Capìtolo 15
affari è fatto. Lei terrà questi soldi, mentre investendolo concedendo
al Suo più buon giudizio. Se qualsiasi cosa dovesse accadere a me", lui aggiunse, il suo
voce esitante un piccolo, "Lei lo pagherà finito a mia moglie e mio bambino."
"Sicuramente", detto il soprintendente; "ma non ci permette di pensare di tale
contingenza triste. Io colmamente mi aspetto di pagarlo di nuovo nelle Sue proprie mani con
bel interesse."
"Ci permetta di sperare così", detto il capitano, recuperando la sua allegria. "Nostro
destini sono nelle mani di qualche genere Provvidenza. Ed ora buono-da! IO
lasci mattina di a-domani presto, ed io devo passare il resto della sera
con la mia propria famiglia."
"Buono-notte, capitano" detto il soprintendente, accompagnandolo al
porta. "Io rinnovo mio desidera che Lei ha un viaggio prospero e proficuo,
e sia ripristinato nella buona durata alla Sua famiglia ed amici."

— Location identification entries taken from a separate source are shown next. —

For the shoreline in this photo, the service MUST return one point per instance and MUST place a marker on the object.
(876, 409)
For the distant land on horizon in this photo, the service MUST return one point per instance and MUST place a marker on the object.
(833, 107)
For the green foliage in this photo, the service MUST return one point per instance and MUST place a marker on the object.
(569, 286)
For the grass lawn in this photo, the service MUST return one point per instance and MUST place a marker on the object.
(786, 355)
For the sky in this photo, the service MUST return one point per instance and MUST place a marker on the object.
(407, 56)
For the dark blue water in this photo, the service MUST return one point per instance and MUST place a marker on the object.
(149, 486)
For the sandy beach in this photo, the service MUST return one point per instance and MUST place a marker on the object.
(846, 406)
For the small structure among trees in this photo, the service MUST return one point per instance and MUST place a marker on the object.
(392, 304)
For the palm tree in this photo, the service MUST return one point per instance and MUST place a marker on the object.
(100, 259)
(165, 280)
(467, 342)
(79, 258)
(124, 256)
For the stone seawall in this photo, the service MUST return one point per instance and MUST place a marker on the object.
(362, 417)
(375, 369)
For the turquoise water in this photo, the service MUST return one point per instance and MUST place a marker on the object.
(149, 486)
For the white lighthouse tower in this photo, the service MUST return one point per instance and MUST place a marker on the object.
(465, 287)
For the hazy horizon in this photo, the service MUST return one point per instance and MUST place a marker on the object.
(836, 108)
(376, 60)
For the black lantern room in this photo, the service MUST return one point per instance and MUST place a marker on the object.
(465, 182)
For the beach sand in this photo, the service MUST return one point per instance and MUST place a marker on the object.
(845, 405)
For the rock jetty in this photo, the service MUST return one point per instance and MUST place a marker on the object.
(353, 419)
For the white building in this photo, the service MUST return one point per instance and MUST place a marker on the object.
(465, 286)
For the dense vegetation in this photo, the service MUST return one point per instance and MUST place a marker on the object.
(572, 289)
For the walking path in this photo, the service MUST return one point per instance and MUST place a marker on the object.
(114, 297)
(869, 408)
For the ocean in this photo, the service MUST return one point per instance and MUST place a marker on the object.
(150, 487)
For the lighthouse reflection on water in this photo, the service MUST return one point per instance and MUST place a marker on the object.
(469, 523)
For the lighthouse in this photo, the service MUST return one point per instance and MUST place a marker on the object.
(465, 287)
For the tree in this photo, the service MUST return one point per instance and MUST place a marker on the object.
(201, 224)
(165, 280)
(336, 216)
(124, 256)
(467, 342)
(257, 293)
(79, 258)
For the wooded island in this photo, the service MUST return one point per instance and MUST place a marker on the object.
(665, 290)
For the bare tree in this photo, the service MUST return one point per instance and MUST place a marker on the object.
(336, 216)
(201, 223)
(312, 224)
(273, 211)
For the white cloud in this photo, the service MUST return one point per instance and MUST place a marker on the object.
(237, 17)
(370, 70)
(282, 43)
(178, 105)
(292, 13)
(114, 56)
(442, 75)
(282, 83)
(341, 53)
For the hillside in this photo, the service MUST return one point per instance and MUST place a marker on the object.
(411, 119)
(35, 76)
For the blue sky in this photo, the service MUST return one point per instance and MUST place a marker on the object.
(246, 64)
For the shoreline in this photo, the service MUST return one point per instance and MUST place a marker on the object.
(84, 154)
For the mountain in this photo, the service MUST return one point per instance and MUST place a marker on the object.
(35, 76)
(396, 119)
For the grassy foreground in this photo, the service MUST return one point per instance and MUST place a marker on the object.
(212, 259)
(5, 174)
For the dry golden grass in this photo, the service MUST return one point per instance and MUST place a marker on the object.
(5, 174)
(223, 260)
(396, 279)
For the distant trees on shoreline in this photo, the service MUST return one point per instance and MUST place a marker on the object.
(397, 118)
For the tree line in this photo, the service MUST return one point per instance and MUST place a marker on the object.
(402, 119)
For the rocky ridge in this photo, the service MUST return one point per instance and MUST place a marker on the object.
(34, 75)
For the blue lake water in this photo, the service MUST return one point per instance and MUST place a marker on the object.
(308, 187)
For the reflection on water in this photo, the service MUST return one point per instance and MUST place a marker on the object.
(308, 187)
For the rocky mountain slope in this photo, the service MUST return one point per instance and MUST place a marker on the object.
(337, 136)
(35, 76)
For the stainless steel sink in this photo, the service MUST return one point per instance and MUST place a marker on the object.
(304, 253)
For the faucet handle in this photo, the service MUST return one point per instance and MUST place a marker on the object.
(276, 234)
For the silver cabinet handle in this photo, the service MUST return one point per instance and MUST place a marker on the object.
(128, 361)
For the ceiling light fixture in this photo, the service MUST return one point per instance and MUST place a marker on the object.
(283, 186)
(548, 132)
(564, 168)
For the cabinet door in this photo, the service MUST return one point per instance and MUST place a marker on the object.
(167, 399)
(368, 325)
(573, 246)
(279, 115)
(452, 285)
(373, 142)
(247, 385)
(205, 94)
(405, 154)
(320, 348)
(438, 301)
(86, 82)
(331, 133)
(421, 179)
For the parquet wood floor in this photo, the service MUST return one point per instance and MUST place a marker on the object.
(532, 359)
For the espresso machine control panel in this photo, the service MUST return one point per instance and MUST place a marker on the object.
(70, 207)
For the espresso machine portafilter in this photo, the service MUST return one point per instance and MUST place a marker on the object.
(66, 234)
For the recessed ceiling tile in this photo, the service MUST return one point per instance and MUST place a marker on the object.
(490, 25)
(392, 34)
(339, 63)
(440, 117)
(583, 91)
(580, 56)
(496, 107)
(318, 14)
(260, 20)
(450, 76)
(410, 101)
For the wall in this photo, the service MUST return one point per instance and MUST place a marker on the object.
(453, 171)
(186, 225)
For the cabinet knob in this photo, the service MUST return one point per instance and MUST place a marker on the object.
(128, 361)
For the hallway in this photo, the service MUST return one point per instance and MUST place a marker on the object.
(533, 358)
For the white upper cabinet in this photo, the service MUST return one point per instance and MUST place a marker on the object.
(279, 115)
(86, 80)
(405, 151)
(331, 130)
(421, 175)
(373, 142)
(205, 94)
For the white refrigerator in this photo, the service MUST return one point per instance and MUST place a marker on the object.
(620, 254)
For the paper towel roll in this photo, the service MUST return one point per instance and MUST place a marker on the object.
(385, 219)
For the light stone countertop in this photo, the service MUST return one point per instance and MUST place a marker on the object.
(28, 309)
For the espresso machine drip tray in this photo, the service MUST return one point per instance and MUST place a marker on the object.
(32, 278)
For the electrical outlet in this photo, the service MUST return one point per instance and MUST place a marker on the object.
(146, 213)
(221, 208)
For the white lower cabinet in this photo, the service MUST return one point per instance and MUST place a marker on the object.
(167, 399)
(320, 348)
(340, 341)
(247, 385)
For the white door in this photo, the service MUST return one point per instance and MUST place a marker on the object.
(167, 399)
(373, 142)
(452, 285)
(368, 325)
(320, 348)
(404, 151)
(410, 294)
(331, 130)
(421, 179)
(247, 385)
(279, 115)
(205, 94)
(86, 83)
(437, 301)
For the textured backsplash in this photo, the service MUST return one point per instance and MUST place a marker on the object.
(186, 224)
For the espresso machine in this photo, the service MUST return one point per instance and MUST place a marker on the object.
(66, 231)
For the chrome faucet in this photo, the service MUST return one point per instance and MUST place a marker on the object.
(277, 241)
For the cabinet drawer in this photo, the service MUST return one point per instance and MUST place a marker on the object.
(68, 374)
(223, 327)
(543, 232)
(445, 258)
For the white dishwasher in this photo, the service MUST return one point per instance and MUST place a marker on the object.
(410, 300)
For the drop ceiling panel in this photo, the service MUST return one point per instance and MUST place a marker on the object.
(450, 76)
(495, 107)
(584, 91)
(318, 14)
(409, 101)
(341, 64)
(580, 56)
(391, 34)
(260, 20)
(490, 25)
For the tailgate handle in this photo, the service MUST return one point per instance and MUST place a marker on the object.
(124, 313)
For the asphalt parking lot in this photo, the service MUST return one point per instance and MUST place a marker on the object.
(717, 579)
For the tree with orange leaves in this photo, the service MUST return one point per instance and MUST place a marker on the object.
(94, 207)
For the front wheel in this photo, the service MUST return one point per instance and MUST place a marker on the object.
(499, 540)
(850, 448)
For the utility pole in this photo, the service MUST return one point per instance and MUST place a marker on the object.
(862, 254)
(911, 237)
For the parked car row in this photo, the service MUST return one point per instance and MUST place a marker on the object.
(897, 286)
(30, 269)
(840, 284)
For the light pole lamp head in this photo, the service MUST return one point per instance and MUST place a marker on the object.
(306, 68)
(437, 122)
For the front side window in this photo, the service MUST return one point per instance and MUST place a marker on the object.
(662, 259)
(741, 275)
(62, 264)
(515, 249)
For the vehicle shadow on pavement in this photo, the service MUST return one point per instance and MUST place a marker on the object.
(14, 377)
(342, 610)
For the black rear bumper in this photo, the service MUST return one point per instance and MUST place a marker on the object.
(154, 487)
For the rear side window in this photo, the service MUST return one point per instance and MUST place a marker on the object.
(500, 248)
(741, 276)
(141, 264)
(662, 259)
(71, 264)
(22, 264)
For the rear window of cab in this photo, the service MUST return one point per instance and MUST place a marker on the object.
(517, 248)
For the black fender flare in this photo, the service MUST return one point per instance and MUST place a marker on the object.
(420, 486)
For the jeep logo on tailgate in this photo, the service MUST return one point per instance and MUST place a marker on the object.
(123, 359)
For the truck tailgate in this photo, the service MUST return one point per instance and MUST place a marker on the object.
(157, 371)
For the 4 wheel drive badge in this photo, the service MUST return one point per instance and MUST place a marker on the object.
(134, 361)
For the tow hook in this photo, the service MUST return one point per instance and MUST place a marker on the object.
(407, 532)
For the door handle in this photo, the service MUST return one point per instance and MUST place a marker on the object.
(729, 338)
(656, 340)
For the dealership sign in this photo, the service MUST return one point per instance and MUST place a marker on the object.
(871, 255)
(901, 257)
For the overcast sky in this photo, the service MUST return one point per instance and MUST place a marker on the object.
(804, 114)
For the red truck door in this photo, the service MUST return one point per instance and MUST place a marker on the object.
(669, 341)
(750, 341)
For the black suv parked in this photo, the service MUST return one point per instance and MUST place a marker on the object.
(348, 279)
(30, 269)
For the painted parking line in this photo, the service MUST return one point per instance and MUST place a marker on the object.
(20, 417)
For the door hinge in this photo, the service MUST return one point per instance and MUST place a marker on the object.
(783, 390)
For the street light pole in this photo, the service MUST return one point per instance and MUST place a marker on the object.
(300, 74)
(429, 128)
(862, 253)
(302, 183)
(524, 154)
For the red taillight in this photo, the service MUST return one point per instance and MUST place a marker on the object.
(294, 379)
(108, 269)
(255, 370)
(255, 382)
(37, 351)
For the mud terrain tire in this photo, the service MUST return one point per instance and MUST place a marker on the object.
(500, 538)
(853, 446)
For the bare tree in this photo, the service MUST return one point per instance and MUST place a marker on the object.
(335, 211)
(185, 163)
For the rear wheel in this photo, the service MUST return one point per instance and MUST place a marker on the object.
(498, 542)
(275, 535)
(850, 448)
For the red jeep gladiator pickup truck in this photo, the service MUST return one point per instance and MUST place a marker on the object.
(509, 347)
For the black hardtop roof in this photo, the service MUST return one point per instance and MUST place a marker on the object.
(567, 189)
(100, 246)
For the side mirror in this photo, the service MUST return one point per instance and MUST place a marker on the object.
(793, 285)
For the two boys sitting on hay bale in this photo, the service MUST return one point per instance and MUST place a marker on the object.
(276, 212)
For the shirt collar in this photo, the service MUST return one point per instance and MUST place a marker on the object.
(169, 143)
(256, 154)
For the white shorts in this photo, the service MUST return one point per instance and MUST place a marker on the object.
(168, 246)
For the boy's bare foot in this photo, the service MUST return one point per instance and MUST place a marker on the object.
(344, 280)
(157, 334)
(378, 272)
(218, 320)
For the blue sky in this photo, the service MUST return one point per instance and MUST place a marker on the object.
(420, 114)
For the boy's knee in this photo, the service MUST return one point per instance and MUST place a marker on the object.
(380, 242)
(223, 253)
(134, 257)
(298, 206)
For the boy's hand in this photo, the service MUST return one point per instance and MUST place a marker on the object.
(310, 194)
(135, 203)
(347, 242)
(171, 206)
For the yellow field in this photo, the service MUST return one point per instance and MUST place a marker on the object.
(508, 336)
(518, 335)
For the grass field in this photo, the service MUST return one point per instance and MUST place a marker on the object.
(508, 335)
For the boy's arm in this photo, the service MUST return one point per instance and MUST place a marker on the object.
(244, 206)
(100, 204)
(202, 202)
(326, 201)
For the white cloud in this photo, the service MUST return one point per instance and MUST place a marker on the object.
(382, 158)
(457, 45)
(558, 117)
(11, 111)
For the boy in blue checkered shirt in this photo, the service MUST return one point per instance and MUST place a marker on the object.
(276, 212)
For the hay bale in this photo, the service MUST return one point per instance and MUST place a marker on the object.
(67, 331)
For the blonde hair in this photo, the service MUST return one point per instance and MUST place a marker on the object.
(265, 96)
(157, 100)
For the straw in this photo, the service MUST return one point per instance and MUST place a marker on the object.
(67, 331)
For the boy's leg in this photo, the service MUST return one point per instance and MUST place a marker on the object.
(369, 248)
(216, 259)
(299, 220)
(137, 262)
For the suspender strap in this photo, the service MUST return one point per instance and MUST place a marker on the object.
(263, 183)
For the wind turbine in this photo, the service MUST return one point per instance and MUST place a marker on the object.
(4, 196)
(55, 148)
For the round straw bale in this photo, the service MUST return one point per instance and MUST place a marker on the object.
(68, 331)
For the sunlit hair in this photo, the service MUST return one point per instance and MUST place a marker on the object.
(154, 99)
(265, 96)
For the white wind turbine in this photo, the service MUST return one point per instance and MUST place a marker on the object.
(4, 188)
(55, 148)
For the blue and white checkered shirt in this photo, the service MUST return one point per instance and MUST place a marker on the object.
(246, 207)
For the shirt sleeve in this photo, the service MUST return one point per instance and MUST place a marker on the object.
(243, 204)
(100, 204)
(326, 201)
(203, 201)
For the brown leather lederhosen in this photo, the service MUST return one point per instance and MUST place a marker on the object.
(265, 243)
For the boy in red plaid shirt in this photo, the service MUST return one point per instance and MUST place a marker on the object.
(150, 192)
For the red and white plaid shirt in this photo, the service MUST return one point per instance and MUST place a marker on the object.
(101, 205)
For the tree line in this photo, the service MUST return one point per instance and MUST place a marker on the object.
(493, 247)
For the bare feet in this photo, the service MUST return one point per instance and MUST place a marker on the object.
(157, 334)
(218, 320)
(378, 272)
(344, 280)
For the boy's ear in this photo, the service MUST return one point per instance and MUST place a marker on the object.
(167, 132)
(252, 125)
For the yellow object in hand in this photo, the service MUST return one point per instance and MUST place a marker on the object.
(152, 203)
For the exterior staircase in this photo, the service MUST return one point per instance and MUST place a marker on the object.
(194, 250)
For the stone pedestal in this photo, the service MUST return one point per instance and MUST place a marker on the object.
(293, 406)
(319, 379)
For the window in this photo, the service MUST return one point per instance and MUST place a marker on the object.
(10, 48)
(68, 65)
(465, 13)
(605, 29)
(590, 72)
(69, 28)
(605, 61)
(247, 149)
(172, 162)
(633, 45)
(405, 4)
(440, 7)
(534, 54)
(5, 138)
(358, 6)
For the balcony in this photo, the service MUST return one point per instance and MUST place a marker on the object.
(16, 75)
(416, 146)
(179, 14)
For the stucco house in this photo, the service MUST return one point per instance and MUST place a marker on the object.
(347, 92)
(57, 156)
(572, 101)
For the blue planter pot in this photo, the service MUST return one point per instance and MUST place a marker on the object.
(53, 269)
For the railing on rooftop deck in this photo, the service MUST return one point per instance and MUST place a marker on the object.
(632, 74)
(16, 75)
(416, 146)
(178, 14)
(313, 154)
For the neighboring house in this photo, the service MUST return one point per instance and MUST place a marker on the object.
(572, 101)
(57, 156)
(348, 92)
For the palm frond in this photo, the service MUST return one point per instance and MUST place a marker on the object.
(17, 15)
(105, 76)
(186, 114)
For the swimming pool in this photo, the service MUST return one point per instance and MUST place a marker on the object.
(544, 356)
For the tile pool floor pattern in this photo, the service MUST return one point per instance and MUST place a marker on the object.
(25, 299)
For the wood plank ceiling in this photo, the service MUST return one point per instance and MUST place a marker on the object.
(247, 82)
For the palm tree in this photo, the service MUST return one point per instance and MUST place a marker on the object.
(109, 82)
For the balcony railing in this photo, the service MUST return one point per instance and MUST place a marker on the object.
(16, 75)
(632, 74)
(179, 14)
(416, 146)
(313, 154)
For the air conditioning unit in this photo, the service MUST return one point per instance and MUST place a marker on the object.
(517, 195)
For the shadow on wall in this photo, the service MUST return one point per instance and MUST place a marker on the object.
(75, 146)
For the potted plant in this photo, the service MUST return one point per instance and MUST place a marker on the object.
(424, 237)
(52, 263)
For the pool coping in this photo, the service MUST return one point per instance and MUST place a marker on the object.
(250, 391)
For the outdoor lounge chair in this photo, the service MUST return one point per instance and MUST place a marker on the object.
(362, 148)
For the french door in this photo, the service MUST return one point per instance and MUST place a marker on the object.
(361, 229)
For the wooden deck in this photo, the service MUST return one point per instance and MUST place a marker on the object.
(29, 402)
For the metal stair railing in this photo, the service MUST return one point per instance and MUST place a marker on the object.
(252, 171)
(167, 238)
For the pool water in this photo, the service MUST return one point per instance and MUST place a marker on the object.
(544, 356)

"Amen!" detto il capitano.
Il soprintendente risalì al suo studio, il suo cuore illuminò di suo
ansia.
"Qualsiasi cosa potrebbe essere più fortunato?" lui esclamò, "Questo aiuto viene
io solo quando è avuto bisogno di più. Grazie al mio deposito speciale, io posso fare
la mia sistemazione semi-annuale, e ha su due milli dollari. È
fortunato il capitano non sa niente delle mie speculazioni di Wall Street. Lui
non sarebbe stato piuttosto così pronto lasciare i suoi soldi nelle mie mani. È
non una cattiva cosa per essere un banchiere", e lui strofinò insieme le sue mani con
ilarità.
CAPITOLO IV.
LA VOCE DI COSCIENZA.
Quando il soprintendente accettò i soldi di Capitano Rushton, lui non faceva
intenda di agire disonestamente. Lui lo salutò come un sollievo presente, sebbene lui
suppose che lui dovrebbe dovere rimborsarlo della durata. I suoi conti che sono trovati
corregga, lui seguì con le sue speculazioni. In questi lui si incontrò col variando
successo. Ma sull'intero lui si trovò nessuno più ricco, mentre lui fu tenuto
in una febbre continua dell'ansia.
Dopo dei mesi, lui incontrò la Sig.ra Rushton di giorno stradale.